Kolmogorov-Arnold Networks (KANs) have inspired numerous works exploring their applications across a wide range of scientific problems, with the potential to replace Multilayer Perceptrons (MLPs). While many KANs are designed using basis and polynomial functions, such as B-splines, ReLU-KAN utilizes a combination of ReLU functions to mimic the structure of B-splines and take advantage of ReLU's speed. However, ReLU-KAN is not built for multiple inputs, and its limitations stem from ReLU's handling of negative values, which can restrict feature extraction. To address these issues, we introduce Activation Function-Based Kolmogorov-Arnold Networks (AF-KAN), expanding ReLU-KAN with various activations and their function combinations. This novel KAN also incorporates parameter reduction methods, primarily attention mechanisms and data normalization, to enhance performance on image classification datasets. We explore different activation functions, function combinations, grid sizes, and spline orders to validate the effectiveness of AF-KAN and determine its optimal configuration. In the experiments, AF-KAN significantly outperforms MLP, ReLU-KAN, and other KANs with the same parameter count. It also remains competitive even when using fewer than 6 to 10 times the parameters while maintaining the same network structure. However, AF-KAN requires a longer training time and consumes more FLOPs. The repository for this work is available at https://github.com/hoangthangta/All-KAN.

Paper Structure

This paper contains 31 sections, 50 equations, 8 figures, 7 tables.

Figures (8)

  • Figure 1: Left: The structure of KAN(2,3,1).

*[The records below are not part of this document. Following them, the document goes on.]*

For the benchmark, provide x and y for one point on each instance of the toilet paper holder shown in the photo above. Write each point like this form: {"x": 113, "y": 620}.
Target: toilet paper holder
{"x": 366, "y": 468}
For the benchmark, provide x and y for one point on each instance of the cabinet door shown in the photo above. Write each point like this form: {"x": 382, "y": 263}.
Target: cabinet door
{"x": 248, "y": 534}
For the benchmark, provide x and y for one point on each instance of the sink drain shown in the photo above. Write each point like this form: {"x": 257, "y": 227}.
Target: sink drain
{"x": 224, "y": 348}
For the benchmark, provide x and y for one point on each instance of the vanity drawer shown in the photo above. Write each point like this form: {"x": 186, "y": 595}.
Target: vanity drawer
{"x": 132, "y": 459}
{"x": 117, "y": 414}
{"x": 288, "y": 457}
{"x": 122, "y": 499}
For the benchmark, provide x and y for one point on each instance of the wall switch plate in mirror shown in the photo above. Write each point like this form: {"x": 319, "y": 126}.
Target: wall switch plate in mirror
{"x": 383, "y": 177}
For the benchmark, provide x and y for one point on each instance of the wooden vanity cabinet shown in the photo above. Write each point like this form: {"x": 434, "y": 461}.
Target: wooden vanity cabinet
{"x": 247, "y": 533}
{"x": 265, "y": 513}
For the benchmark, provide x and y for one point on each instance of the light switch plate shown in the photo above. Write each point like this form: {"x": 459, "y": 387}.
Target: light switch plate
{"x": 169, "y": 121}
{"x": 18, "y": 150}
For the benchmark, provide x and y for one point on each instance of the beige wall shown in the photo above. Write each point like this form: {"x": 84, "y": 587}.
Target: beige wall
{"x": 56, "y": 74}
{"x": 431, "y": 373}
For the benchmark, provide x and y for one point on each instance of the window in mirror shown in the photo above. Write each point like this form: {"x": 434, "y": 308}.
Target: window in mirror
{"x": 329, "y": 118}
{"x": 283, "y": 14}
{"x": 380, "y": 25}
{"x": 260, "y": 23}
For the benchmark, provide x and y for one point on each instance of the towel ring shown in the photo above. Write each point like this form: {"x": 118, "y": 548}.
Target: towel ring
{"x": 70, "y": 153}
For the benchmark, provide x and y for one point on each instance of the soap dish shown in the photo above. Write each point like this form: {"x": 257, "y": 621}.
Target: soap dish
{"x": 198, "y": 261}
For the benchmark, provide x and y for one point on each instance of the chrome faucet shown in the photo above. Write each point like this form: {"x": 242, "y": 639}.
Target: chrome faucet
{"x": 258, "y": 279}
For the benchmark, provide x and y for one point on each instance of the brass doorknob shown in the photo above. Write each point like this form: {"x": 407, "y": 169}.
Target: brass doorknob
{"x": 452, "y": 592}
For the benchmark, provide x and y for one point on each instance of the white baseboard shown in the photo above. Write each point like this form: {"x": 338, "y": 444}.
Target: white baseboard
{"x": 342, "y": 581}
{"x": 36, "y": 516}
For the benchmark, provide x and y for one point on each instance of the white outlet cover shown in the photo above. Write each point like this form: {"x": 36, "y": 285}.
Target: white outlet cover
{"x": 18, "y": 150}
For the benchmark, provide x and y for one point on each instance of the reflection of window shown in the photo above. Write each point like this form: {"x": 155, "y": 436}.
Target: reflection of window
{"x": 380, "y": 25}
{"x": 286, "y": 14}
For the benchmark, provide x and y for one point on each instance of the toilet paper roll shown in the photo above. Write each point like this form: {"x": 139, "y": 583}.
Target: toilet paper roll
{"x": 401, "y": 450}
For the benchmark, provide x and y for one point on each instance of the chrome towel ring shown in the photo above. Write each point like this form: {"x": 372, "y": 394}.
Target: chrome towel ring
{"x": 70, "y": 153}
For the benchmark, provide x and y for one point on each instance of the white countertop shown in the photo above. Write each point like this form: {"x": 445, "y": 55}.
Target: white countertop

Right: Calculate $\phi_{1,1,1}$ by using control points and B-splines ta2024fc. $G$ and $k$ represent the grid size and the spline order, while the number of B-splines, $n$, is given by $G + k = 3 + 3 = 6$.
  • Figure 2: Simulate the plot of $\textbf{R}$ with a grid size $G = 5$ and a spline order $k = 3$.
  • Figure 3: Simulate the plots of the function $\textbf{A}$ using several activation functions. This function is configured with a grid size of $G = 5$, a spline order of $k = 3$, and the function type quad1.
  • Figure 4: Flow of an input through AF-KAN, MLP, and ReLU-KAN layers. Left: AF-KAN enables a broader range of functions using L2 norm, min-max scaling, and attention mechanisms to reduce parameters. Center: MLP applies a single activation function and linear transformation. Right: ReLU-KAN uses the "Square of ReLU" with a constant norm and a 2D convolutional layer.
  • Figure 5: The output labels of MNIST (first row) and Fashion-MNIST (second row).